Ai2, a University of Manchester spin-out company incorporated in April this year, took the Biotechnology Start-Up of the Year prize at the Northwest Regional Development Agency's Bionow awards.
The company, set up by Dr Curtis Dobson in the University's Faculty of Life Sciences, specialises in the development of novel antibacterial compounds.
"My work concerns chemicals called apolipovirs that have demonstrated both antimicrobial and antiviral qualities," said Dr Dobson, who last year won Bionow's Project of the Year for the same research.
"These compounds have been shown to be highly effective at killing bugs and so could have applications in the coating of medical devices and instruments.
"We also believe these chemicals could be developed into anti-fungal creams and barrier technologies in the fight against hospital infections like MRSA."

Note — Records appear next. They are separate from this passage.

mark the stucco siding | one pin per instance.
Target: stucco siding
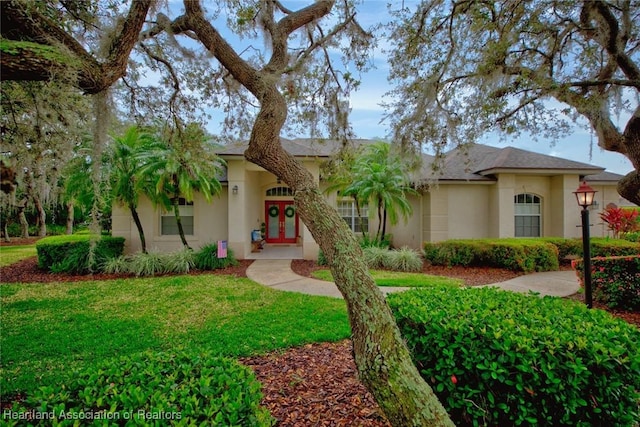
(408, 233)
(468, 211)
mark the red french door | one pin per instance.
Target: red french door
(281, 221)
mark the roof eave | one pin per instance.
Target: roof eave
(541, 171)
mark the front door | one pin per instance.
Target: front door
(281, 221)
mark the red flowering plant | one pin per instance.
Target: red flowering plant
(620, 220)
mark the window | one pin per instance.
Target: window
(527, 215)
(169, 225)
(279, 191)
(347, 210)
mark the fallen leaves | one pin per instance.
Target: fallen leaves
(315, 385)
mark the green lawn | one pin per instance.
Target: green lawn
(395, 278)
(11, 254)
(50, 330)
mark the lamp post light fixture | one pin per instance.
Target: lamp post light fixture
(584, 196)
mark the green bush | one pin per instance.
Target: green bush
(632, 237)
(502, 358)
(376, 257)
(615, 281)
(572, 248)
(404, 259)
(181, 262)
(207, 258)
(149, 264)
(77, 253)
(515, 254)
(153, 263)
(157, 389)
(612, 247)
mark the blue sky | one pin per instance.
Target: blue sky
(367, 115)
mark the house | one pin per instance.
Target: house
(480, 192)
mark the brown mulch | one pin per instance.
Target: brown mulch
(27, 271)
(312, 385)
(315, 385)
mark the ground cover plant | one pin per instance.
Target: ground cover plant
(394, 278)
(182, 387)
(12, 254)
(615, 281)
(71, 326)
(503, 358)
(77, 253)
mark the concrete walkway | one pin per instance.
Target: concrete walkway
(277, 274)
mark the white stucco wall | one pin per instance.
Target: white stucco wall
(210, 225)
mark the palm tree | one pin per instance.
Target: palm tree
(126, 181)
(339, 172)
(380, 177)
(181, 163)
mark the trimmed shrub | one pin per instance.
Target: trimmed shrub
(404, 259)
(515, 254)
(632, 237)
(148, 264)
(615, 281)
(77, 253)
(207, 258)
(158, 389)
(181, 262)
(612, 247)
(502, 358)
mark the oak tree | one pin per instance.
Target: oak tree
(290, 78)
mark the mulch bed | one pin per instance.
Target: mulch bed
(312, 385)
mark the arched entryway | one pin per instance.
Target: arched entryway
(281, 218)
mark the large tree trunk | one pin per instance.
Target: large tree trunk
(629, 186)
(23, 62)
(24, 224)
(383, 360)
(70, 212)
(5, 232)
(42, 216)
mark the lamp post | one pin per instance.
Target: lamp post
(584, 195)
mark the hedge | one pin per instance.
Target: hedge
(77, 253)
(615, 281)
(500, 358)
(154, 389)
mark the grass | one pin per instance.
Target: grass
(13, 254)
(400, 279)
(51, 330)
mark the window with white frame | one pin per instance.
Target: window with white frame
(348, 211)
(527, 215)
(168, 223)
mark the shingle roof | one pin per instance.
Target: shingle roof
(604, 177)
(478, 162)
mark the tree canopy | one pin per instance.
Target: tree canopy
(461, 69)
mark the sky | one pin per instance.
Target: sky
(367, 114)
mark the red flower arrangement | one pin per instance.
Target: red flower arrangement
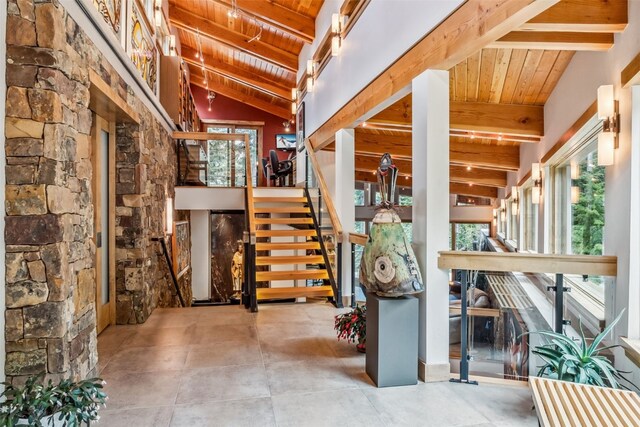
(352, 326)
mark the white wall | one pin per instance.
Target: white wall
(3, 97)
(575, 92)
(196, 198)
(385, 30)
(201, 254)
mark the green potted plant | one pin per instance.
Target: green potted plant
(579, 361)
(352, 326)
(68, 403)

But, says Dr Dobson, the first application for the anti-infective compounds is likely to be in the coating of contact lenses to prevent eye infections.
Longer-term, the company hopes the compounds can be developed into antiviral drugs that could treat diseases like HIV and hepatitis.
"In the lab, apolipovirs have been shown to attack the HIV virus before it can attach itself to the cell and so, in theory, could kill off the virus completely.
"This way of fighting viruses outside the cell has been overlooked in the past and so a lot more research is needed.
"Whether antiviral drugs will provide a cure on their own remains to be seen but that will be a focus of the next stage of our work."
Dr Dobson's studies stem from work he originally carried out with colleagues at the University that looked at the role viruses play in certain forms of dementia.